RESEARCH FOCUS
We are mainly focused on the molecular and cellular mechanisms controlling the proliferation and differentiation of stem cells in the lung and esophagus. We are particularly interested in how these mechanisms operate at different stages of the life, fetal, adolescent, adult, regeneration and aging. A better understanding of these mechanisms will yield important insights into clinical issues that affect millions of people worldwide. The diseases that we are currently modeling include EA/TEF, COVID lung and pulmonary fibrosis.
EA/TEF
The birth defect esophageal atresia with/without tracheoesophageal fistula (EA/TEF) affects 1/2500 newborns. The cause of EA/TEF formation remains unknown and EA/TEF often develops with other complications and birth defects. We have identified Noggin, SOX2 and Isl1 as key regulators of tracheo-esophageal separtion. We are now working other players. Our goal is to generate a list of genes that can be used for prenatal detection of EA/TEF.
Lung Development regeneration, and fibrosis
The interplay of the epithelium and mesenchyme is critical for the morphogenesis of the lung. We found that epithelial signaling proteins (e.g. Wnt) participate in lung regeneration and disease progression. We are now investigating the underlying mechanisms using mouse genetic models and in vitro assays. We hope to find new therapies for promoting lung regeneration and treat diseases like COPD and pulmonary fibrosis.

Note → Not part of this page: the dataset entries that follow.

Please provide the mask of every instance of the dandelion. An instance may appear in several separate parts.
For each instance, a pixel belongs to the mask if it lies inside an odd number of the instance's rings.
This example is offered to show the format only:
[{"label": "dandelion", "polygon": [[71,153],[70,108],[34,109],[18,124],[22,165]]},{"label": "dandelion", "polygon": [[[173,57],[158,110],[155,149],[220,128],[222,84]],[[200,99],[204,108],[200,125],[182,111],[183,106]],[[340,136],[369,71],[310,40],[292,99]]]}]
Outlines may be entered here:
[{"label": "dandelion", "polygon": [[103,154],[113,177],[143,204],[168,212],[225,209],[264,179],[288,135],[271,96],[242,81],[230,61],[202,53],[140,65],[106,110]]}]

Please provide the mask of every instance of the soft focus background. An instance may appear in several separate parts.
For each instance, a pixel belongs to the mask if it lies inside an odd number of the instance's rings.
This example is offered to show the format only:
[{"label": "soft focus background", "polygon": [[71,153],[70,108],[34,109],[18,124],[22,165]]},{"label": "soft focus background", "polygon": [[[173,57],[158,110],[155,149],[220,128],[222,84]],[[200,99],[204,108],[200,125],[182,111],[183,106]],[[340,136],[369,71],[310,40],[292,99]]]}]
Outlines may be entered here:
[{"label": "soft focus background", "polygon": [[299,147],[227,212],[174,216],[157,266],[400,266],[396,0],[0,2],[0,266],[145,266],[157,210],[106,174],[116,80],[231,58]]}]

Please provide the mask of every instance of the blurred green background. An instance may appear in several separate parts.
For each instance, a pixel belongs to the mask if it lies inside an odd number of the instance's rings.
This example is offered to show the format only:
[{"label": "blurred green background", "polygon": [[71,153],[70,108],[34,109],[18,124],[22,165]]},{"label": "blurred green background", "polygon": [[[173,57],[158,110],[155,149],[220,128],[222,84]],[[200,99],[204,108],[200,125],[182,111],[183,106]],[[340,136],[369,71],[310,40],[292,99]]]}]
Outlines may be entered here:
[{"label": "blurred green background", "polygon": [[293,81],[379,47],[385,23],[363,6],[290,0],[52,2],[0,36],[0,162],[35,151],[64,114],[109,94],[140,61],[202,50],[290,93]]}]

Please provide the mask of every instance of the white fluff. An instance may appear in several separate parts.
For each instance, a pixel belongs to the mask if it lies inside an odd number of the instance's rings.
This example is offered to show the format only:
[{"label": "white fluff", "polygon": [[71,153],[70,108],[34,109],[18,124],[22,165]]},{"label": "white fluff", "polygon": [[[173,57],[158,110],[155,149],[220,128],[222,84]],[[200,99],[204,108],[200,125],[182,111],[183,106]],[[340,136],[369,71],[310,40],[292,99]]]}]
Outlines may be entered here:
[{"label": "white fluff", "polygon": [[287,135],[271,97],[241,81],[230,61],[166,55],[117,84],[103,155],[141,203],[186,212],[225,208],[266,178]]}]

Upper GI stem cells and diseases
Stem/progenitor cells in the esophagus and stomach are critical for the maintenance of the epithelium which is constantly refreshed. Abnormal proliferation and differentiation of these progenitor cells can lead to diseases in the upper GI. We are interested in the mechanism driving the abnormal commitment of stem/progenitor cells leading to diseases like Barrett's esophagus, eosinophilic esophagitis and cancer.